SuperGlue: An AI model for visual feature matching
Using AI to improve a fundamental process in Computer Vision
Feature matching between images is a process where correspondences between key points in disparate images is established. It enables one to understand how the view point containing an object in one image needs to be translated and rotated to achieve the view point in another image containing the same object but from a different perspective. It is a fundamental step in advance computer vision processes like image stitching and Structure-from-Motion (SfM).

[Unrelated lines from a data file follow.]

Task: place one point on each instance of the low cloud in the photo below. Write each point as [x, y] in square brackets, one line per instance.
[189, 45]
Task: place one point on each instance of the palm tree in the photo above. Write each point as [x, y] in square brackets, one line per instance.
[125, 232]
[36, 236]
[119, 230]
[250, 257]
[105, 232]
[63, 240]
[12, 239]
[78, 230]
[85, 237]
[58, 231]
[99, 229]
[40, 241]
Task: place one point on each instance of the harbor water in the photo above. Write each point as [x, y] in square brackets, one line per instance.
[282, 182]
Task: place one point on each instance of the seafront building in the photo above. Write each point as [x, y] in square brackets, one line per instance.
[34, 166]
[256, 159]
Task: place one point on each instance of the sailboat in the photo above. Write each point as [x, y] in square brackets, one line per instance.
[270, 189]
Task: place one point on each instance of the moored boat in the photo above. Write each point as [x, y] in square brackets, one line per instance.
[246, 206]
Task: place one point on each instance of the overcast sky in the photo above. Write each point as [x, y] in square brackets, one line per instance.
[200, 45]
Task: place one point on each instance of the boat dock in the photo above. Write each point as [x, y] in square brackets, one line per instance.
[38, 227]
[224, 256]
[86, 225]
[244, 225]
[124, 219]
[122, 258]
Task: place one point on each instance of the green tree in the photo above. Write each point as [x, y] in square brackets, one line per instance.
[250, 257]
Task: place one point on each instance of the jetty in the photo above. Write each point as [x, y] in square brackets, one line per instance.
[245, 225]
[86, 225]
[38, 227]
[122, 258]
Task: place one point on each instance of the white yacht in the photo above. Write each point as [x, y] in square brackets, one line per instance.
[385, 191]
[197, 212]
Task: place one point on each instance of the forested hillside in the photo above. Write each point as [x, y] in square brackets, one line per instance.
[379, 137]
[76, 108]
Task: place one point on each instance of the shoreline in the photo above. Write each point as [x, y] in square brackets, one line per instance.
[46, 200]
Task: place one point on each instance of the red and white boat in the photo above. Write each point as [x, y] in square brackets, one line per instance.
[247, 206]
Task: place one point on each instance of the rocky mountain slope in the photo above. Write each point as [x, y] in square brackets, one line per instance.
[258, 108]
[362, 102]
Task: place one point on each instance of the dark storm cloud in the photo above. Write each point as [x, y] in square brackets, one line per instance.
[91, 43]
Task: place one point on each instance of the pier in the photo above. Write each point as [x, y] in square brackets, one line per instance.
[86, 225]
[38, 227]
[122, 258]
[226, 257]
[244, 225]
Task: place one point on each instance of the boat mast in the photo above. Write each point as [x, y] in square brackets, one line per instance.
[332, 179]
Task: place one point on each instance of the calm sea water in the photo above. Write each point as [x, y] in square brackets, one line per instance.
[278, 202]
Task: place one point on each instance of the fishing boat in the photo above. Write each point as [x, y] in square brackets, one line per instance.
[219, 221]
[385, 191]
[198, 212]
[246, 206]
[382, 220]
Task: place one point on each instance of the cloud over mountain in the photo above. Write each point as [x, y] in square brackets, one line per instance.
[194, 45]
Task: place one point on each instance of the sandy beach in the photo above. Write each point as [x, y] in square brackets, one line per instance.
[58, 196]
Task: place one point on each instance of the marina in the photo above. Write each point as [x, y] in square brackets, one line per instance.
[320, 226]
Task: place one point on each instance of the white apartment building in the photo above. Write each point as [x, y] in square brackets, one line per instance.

In general, the greater number of matches that can be discovered between key points of two images, the better we can calculate the transformation matrices, such as the homography matrix or the fundamental matrix, that are needed to understand the perspective changes between the images.
This is why I was excited to try out SuperGlue, an AI model that helps you do feature matching, when I first heard about it. I was curious to find out whether it would do better than the traditional OpenCV methods I was using in my previous experiments.
The code for this experiment is here. It’s not very complicated. Most of the code using SuperGlue is that given on the HuggingFace website.
Overview
In this experiment, I compare the feature matching results from SuperGlue with that from an ORB feature detector + brute force matcher. As a demonstration, I have three simple test cases which I ran through both approaches.
A scene of an outdoor building. This is the demo picture from HuggingFace.
Two overlapping pictures of a mountain. This is taken from the University of Maryland CMSC426 course. I chose this as the mountain image contained rough textures that might be hard to match uniquely if you only look at local pixel features.
Cropped pictures of a pagoda at Mount Fuji. The pagoda has rich features from a human perspective and contains certain background features that might be useful to a human in matching the images. So I was wondering whether a machine can do the same.
For the OpenCV approach, I used sensible parameters that I found effective in my previous image stitching experiment.
Results
The matching results for the demo scene from Hugging Face is shown below. Not only were the number of matches found by SuperGlue is much greater than that by OpenCV, it also seems like the results by SuperGlue were more accurate. For example, the tip of the dome in the image on right was matched to the base of the dome in the image on the left by OpenCV.
For the SuperGlue results, green, yellow and red lines indicate a good, OK and not-so-good match, respectively.
The results for the mountain were similar. I was surprised by the number of matches found by SuperGlue. For a human it might be easy because we take in the entire picture and match points based on its relative position to key contextual features such as the peak of the mountain.
Again, the same for the mount Fuji test case. One thing that I found quite interesting as well is that SuperGlue managed to match the corners of the pagoda roof (indicated by the red squares). ORB was not able to match those features.
Reason behind SuperGlue’s effectiveness
Traditional methods such as ORB uses local features as key point descriptors. One can think of it as embeddings in today’s LLM parlance. These descriptors are often a simple function of the raw pixel values. For example, ORB uses the BRIEF descriptors, albeit with some additional machinery to account for feature rotation. Nonetheless, it is very much a description of the local environment of the keypoint in the image. And the matching of key points are based off these local descriptors.
SuperGlue on the other hand, uses an attention graph neural network. This graph neural network not only connects the key points within each image but also key points from the other image. This allows contextual information from the rest of the image to be taken into account. And I believe this makes all the difference in performance. This is why the corners of the pagoda tower can be detected as it is able to understand how that key point is related to all the other key points in the images.

Final remarks
I was pleasantly surprised by the performance of SuperGlue and I can see how it can help boost the quality of the results of Computer Vision processes that depend on feature matching. I recall having issues calculating the homography matrix accurately due to a lack of matched keypoints, which then resulted in wildly distorted stitched images.
It is clear that using AI models in this way or maybe even multiple AI models in concert to replace previous methods of math/optimization-based calculations can potentially speed up many computationally heavy processes and can be very beneficial to many everyday processes.